Entouré de ses acteurs – anciens et nouveaux -, Cédric Klapisch dévoile ce jeudi son quinzième long-métrage, «La venue de l’avenir», présenté hors compétition au Festival de Cannes, en même temps que sa sortie au cinéma.
Même si ses films ont marqué des générations et enregistré plus de 17 millions d’entrées au box-office, Cédric Klapisch n’avait jamais été sélectionné au Festival de Cannes. C’est désormais chose faite. Ce jeudi 22 mai, le réalisateur de 63 ans foule le tapis rouge pour présenter hors-compétition son nouveau film, «La venue de l’avenir».
Ce long-métrage, qui sort en salles ce même jour, est un voyage dans le temps oscillant entre deux époques que le cinéaste fait dialoguer. En 2025, une trentaine de personnes qui ne se connaissent pas et qui n’ont – en apparence – rien en commun, sont convoquées et apprennent qu’ils sont tous les héritiers d’une certaine aïeule prénommée Adèle, dont la maison en Normandie laissée à l’abandon intéresse fortement des promoteurs immobiliers. Quatre de ces «cousins» sont mandatés pour se rendre sur place. C’est donc dans un TGV que nous faisons la connaissance de Seb (Abraham Wapler), un créateur de contenus en couple avec une mannequin, Céline (Julia Piaton), une ingénieure débordée, Abdel (Zinedine Soualem), un professeur de français au collège, et Guy (Vincent Macaigne), une apiculteur qui rejette tout discours capitaliste.
C’est une fois arrivés entre les murs d’une ruine où rien ne semble avoir bougé depuis des années, que ces personnages vont en apprendre davantage sur leurs origines, les liens qui les relient et cette ancêtre jouée par Suzanne Lindon que l’on suit, à l’aide de flashbacks dans le Paris de la fin du XIXe siècle. Cette jeune femme tente de retrouver sa mère (Sara Giraudeau) et découvre une ville en pleine révolution industrielle et culturelle, avec une jeunesse pleine d’espoir incarnée à l’écran par Paul Kircher et Vassili Schneider.

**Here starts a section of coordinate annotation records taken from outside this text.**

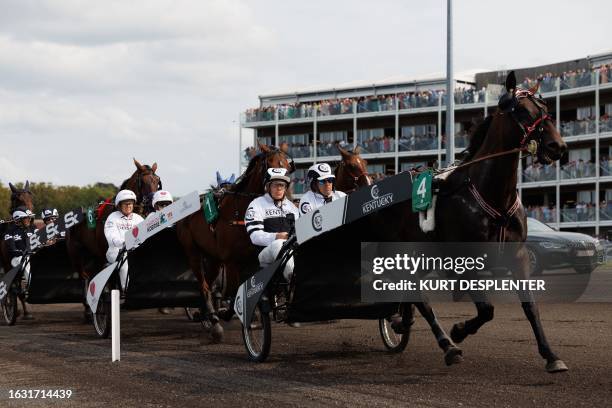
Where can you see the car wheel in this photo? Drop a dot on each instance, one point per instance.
(535, 265)
(583, 270)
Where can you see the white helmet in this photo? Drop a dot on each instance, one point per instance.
(22, 212)
(124, 195)
(277, 174)
(48, 213)
(320, 171)
(162, 196)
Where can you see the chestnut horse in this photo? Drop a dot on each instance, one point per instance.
(478, 202)
(87, 247)
(352, 171)
(226, 243)
(19, 197)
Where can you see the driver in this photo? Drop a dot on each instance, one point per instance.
(115, 227)
(270, 217)
(161, 199)
(322, 191)
(50, 216)
(17, 238)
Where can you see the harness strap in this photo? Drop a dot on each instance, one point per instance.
(501, 219)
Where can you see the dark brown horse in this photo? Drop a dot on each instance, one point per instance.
(478, 203)
(87, 247)
(226, 243)
(19, 197)
(352, 171)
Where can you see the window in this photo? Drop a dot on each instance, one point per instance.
(585, 196)
(333, 136)
(294, 139)
(411, 165)
(585, 112)
(266, 140)
(577, 154)
(376, 168)
(369, 134)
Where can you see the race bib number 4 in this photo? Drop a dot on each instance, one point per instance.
(421, 192)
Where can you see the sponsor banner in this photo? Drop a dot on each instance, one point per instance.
(250, 292)
(160, 276)
(405, 271)
(56, 230)
(380, 195)
(96, 285)
(52, 276)
(7, 281)
(321, 220)
(363, 202)
(160, 220)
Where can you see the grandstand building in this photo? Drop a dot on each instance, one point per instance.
(399, 124)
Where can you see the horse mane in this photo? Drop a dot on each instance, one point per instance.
(245, 177)
(126, 181)
(477, 137)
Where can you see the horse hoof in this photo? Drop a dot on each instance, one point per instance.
(458, 332)
(556, 366)
(454, 355)
(216, 333)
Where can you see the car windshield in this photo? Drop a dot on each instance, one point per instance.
(534, 225)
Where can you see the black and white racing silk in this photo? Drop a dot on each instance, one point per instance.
(311, 200)
(264, 219)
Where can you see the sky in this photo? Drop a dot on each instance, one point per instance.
(87, 85)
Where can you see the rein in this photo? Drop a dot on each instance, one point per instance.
(530, 148)
(355, 178)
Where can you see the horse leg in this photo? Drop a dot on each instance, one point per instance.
(521, 270)
(452, 353)
(208, 309)
(26, 313)
(484, 314)
(553, 363)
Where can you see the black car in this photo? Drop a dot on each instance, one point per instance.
(552, 249)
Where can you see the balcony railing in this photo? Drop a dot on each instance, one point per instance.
(414, 143)
(542, 213)
(578, 214)
(577, 170)
(378, 145)
(539, 173)
(297, 151)
(578, 127)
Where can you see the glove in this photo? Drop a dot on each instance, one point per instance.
(15, 261)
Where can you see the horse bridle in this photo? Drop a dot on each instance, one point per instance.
(352, 175)
(508, 104)
(145, 199)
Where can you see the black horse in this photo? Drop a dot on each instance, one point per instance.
(19, 197)
(478, 202)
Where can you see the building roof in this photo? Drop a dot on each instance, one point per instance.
(431, 79)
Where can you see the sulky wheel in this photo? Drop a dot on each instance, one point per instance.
(257, 336)
(9, 308)
(102, 315)
(394, 342)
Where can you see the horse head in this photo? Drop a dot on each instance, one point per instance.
(144, 182)
(22, 197)
(352, 171)
(527, 115)
(269, 157)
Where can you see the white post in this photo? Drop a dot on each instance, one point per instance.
(115, 328)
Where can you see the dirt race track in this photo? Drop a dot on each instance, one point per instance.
(169, 361)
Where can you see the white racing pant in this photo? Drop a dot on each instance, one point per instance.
(268, 256)
(111, 256)
(26, 271)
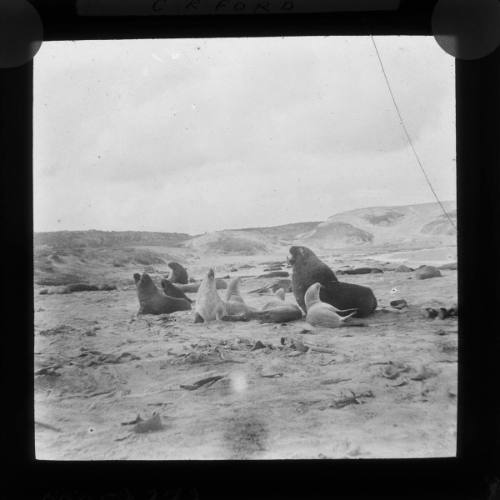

Un enchaînement de clichés malgré un bon casting
Entre passé et présent, Cédric Klapisch entremêle les récits, s’essayant avec quelques maladresses au film d’époque et se moquant également de notre époque contemporaine où les réseaux sociaux font parfois perdre tout discernement. L’auteur du «Péril jeune» et de «L’auberge espagnole» évoque à travers ce nouveau film choral, les thèmes qui lui sont chers : la famille, l’héritage, la transmission et la jeunesse qu’il regarde toujours avec tendresse et affection. Une recette qu’il maîtrise parfaitement mais qui ne suffit pas.
«La venue de l’avenir» qui rend aussi hommage à la Ville Lumière, aux impressionnistes et à la naissance de la photographie et du cinéma, enchaîne trop souvent les clichés et perd en crédibilité avec une reconstitution idéalisée et pas toujours bien maîtrisée. Trop propre, trop lisse, trop mièvre, c’est peut-être le reproche que l’on peut faire à Cédric Klapisch avec ce quinzième long-métrage.
Cette fresque familiale et sociale offre néanmoins quelques moments drôles ou émouvants, notamment grâce à Cécile de France, parfaite en conservatrice de musée guindée, et Zinedine Soualem qui nous tire les larmes dans les dernières minutes du film. Face à ces acteurs fidèles au cinéma de Cédric Klapisch, on applaudit la performance d’Abraham Wapler, fils de la regrettée Valérie Benguigui, qui avec son allure à mi-chemin entre François Civil et Orelsan, campe un trentenaire ultra connecté en perte de repères, plus vrai que nature.